The published school day begins at 08:00 with a free breakfast offer, followed by Guardian Time at 08:30. Lessons run through five periods, with the core day ending at 15:00. On Tuesdays, Wednesdays and Thursdays there is scheduled additional time after 15:00 for Year 11 Study Plus and extracurricular activity.
The school publishes term dates for the academic year, which can be useful for family planning, although training days are typically listed separately.
Transport detail is not set out in the sources reviewed in a way that supports precise route guidance, so families should plan based on their normal travel patterns in east Leeds and confirm any school-specific travel expectations directly with the school.
Current inspection profile. The most recent inspection graded quality of education as Requires Improvement (October 2024), even though other areas were judged Good. Families should ask how teaching consistency is monitored across subjects, and how improvements are being translated into exam outcomes.
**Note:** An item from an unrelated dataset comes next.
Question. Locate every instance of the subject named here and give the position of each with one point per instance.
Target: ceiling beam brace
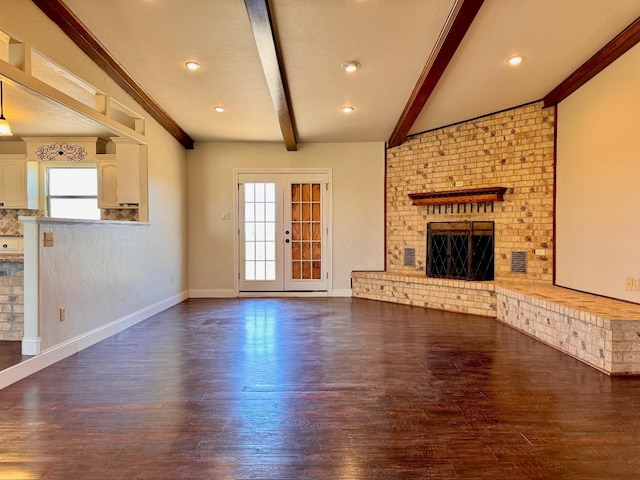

Outcomes still lag the school’s ambitions. Progress 8 sits at -0.87 in the supplied dataset, and GCSE ranking places the school in the lower performance band in England. For some students, this can be offset by strong pastoral structure and targeted support, but parents should want to see a credible plan for sustained academic improvement.
Attendance is a known barrier. Official evidence highlights that some students miss too much learning due to attendance and, for a smaller group, behaviour outside lessons. Families should ask what the attendance strategy looks like in practice, and how support is coordinated for persistent absence.
No sixth form. All students move on at 16, so it is important to understand how the school supports post-16 applications, guidance, and transition planning.
Leeds East Academy is a school with clearly articulated routines and support structures, and a trust-led approach that prioritises safeguarding culture, inclusion, and personal development alongside academic reform. The daily Guardian Time model, formal peer mentoring, and targeted programmes such as Aspire signal a community trying to remove barriers to learning and engagement.
Best suited to families who value structured pastoral support and a school that is explicit about improvement priorities, and who will engage closely with attendance expectations and academic catch-up. The key decision point is whether the current trajectory translates into stronger GCSE outcomes for the individual student over the next two years.
Leeds East Academy has clear strengths in behaviour, personal development, and leadership and management, all judged Good in the most recent inspection cycle. Academic outcomes remain a work in progress, with quality of education judged Requires Improvement in October 2024, and GCSE metrics that place the school below many secondaries in England in the supplied performance dataset.
Applications for September 2026 entry follow the local authority coordinated process. The school sets out the national timetable, with applications opening on 1 September 2025, the national closing date on 31 October 2025, and offers made on 2 March 2026.
In the supplied dataset, Progress 8 is -0.87 and Attainment 8 is 32.3. The FindMySchool GCSE ranking places the school at 3656th in England and 37th in Leeds, which sits in the lower performance band nationally. These figures indicate that exam outcomes remain an area to scrutinise carefully, particularly how the school supports students with gaps in literacy and prior learning.
The school runs BulliesOut Peer2Peer Mentoring, where trained student mentors provide one-to-one support with clear safeguarding escalation where needed. The school also publishes an online support network with wellbeing and safeguarding signposting.
The published day begins at 08:00 with a free breakfast offer, then Guardian Time at 08:30, with the core day ending at 15:00. On Tuesdays, Wednesdays and Thursdays, time after 15:00 is scheduled for Year 11 Study Plus and extracurricular activities.